I need to parse some values from HTML. I'm using the following regex to parse out some groups, but am having difficulty when there are optional tags in the middle of the HTML. I need some rule to pull out the values from repeated version of the HTML page, even when the optional tags are included.
onclick="return raise('SelectFare', new SelectFareEventArgs(1, 3, 'F'))" required="true" requiredError="Please select a flight and fare in every market."></td><td>Regular Fare</td><td>Adult<br></td><td align="right" style="font-size:110%;">91.99 EUR<br><div style="font-style: italic; font-size: 10px;">Only<span style="color: red;"> 4 </span>seats left at this fare</div></td><td></td><td><b>Fri</b>30 Sep 11<br><b>Flight</b>FR 818</td><td>15:10 Depart<br>16:15 Arrive</td></tr><tr id="1_2011_8_30_23_45_00"><td><div class="planeImg1" title="Click to select this fare on this flight"></div></td><td><input
For example, the optional <div style="font-style: italic; font-size: 10px;">Only<span style="color: red;"> 4 </span>seats left at this fare</div> section of this is messing it up.
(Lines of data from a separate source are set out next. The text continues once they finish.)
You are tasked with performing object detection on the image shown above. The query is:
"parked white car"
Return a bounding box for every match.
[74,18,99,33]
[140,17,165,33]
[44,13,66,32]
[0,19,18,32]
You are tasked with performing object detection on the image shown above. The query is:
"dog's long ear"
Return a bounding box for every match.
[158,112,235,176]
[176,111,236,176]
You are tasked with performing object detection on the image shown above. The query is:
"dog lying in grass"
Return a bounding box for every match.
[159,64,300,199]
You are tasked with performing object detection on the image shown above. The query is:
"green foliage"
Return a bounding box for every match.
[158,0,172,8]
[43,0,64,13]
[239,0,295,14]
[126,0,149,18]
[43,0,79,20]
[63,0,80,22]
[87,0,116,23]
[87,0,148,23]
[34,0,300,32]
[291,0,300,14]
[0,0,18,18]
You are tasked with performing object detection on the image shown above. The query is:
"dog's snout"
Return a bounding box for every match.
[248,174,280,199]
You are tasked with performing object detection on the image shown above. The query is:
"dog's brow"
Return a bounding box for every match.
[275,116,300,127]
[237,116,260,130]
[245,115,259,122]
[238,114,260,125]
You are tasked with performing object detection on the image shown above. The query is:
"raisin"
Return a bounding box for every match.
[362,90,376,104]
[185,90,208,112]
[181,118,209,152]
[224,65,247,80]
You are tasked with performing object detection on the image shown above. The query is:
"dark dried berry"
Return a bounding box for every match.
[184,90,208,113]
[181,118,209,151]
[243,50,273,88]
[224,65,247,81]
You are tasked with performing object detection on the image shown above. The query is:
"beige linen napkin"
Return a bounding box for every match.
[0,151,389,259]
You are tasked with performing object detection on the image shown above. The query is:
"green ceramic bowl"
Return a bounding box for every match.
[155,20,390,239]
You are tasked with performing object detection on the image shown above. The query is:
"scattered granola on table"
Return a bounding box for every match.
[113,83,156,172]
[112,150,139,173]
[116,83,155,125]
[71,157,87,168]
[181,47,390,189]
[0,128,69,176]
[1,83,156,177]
tr><tr id="1_2011_9_21_16_05_00"><td><div class="planeImg1" title="Click to select this fare on this flight"></div></td><td><input id="AvailabilityInputFRSelectView_RadioButtonMkt1Fare2" type="radio" name="AvailabilityInputFRSelectView$market1" value="H~HDIS1~XXXC~~RoundFrom|FR~ 816~ ~~DUB~10/21/2011 14:55~EDI~10/21/2011 16:05" onclick="return raise('SelectFare', new SelectFareEventArgs(1, 2, 'H'))" required="true" requiredError="Please select a flight and fare in every market."></td><td>No Taxes</td><td>Adult<br></td><td align="right" style="font-size:110%;"><strike style="color:#F00;font-size:80%;"><b style="color: #999;">22.99 EUR</b></strike>
(-35%)
<br>14.94 EUR<br></td><td></td><td><b>Fri</b>21 Oct 11<br><b>Flight</b>FR 816</td><td>14:55 Depart<br>16:05 Arrive</td></tr><tr id="1_2011_9_21_16_15_00"><td><div class="planeImg1" title="Click
The
<strike . . </strike>. . (-35%). . <br>14.94 EUR<br></td>
part of the HTML above is messing it up as well.
This is the regex I'm trying (and various other versions!!):
"Please select(?:.*?)<td>(.*?)</td><td>(.*?)<br></td><td align=\"right\" style=\"font-size:110%;\">(.*?)<br>(.*?)<br>(?:.*?)</b>(.*?)<br><b>Flight</b>(.*?)</td><td>(.*?)<br>(.*?)</td>"
I'd appreciate any help at all on this, or even a reference to learning how to parse out optional HTML tags altogether.
Thanks.